The Australian Government ICT Entry Level Programs consisting of an Apprenticeship, Cadetship and Graduate Program were initiated in 2007 to address the looming ICT skills shortage. Since their early beginnings, the programs have evolved and are key to attracting, nurturing and retaining ICT skills within the public service.
The Commonwealth formed the programs to recruit Year 12 school leavers with an interest in ICT and provide them with support while they studied and worked within an Australian government agency. To build on this success an ICT Cadetship Program, and then an ICT Graduate Program, were developed to recruit university students who were studying ICT.
The programs were initially run by a small team of five or six people but have now expanded significantly. Director of the Australian Government ICT Entry Level Programs, Michelle Norris, commenced in the role seven years ago. She said today the programs have been restructured to recognise and adapt to the needs of new skill sets.
The Australian Government Entry Level Programs have also introduced new initiatives to improve the way they operate, as well as deliver better outcomes for participants and the government agencies that place them.
"It's not enough for IT professionals to just have good technical skills, they need to work closely with the business areas and to be able to communicate well”, Ms Norris said.

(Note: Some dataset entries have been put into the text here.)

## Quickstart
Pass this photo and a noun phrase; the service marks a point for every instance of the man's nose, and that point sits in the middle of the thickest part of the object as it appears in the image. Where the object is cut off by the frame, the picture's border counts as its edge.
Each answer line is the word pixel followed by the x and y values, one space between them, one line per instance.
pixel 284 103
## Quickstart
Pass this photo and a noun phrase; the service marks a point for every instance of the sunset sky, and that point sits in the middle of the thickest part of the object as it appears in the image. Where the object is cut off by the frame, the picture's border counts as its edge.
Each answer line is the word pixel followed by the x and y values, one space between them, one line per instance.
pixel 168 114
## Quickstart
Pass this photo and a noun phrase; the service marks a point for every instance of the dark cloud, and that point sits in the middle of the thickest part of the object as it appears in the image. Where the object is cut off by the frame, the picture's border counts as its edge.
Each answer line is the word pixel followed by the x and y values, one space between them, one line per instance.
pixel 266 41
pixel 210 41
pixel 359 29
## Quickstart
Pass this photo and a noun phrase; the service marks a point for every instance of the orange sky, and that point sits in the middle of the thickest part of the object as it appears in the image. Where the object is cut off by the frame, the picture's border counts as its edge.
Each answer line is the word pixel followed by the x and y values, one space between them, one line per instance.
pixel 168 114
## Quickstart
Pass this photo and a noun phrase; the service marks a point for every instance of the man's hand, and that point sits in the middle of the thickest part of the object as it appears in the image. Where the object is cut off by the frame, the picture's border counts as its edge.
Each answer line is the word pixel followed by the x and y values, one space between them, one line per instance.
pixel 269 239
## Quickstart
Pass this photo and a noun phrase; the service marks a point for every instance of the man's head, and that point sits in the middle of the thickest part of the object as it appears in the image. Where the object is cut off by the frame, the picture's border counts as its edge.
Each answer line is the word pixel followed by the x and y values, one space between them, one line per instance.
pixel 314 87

"Twice a year we run learning and development training on topics such as communication and negotiation skills to prepare students for the public service. We also bring all of our participants together (over 200) to networking events to help them build cross-agency contacts which will assist them for the rest of their career."
When Ms Norris commenced in the role the Entry Level Program's retention rate was around 45 per cent and now it's up in the high 90s. This is due to a wide range of initiatives. Three key innovations to retain participants are targeted social media in marketing, ‘speed dating’ as a recruitment process and an ‘At Risk’ register for any participants who are struggling during their program.
Social media has enabled the programs to directly engage with many potential applicants who may not have attended face-to-face interviews at career expos, through a presence on the whirlpool online bulletin board and an active Facebook page.
“When the program first commenced the program wasn't doing enough to match up the applicants’ skills and interests with the skills gaps identified by agencies”, Ms Norris says.
"In ‘speed dating’ applicants get an opportunity to speak to every agency that is placing participants. Afterwards the applicants and agencies compile preference lists and we run a matching process to ensure the placements are a good fit.
"This has seen a significant boost in retention rates, ensuring the government makes the most of its investment in the ICT Entry Level Programs."
The ‘At Risk’ register helps identify and assist participants who are having difficulties, whether they're workplace issues, study issues or personal issues. In the past an agency would often find it difficult to resolve these issues, but Ms Norris says the new approach manages to resolve them in a mutually beneficial manner, often resulting in the participant completing their program successfully.
"Our career development and support officers play a pastoral care role. They meet with all new participants to ensure they are coping with their work and study requirements," she said.
"This nips many problems in the bud but the ‘At Risk’ register ensures those people get the extra help they need during times of difficulty.
“We’re proud of all the participants and of the achievements the programs have enabled.”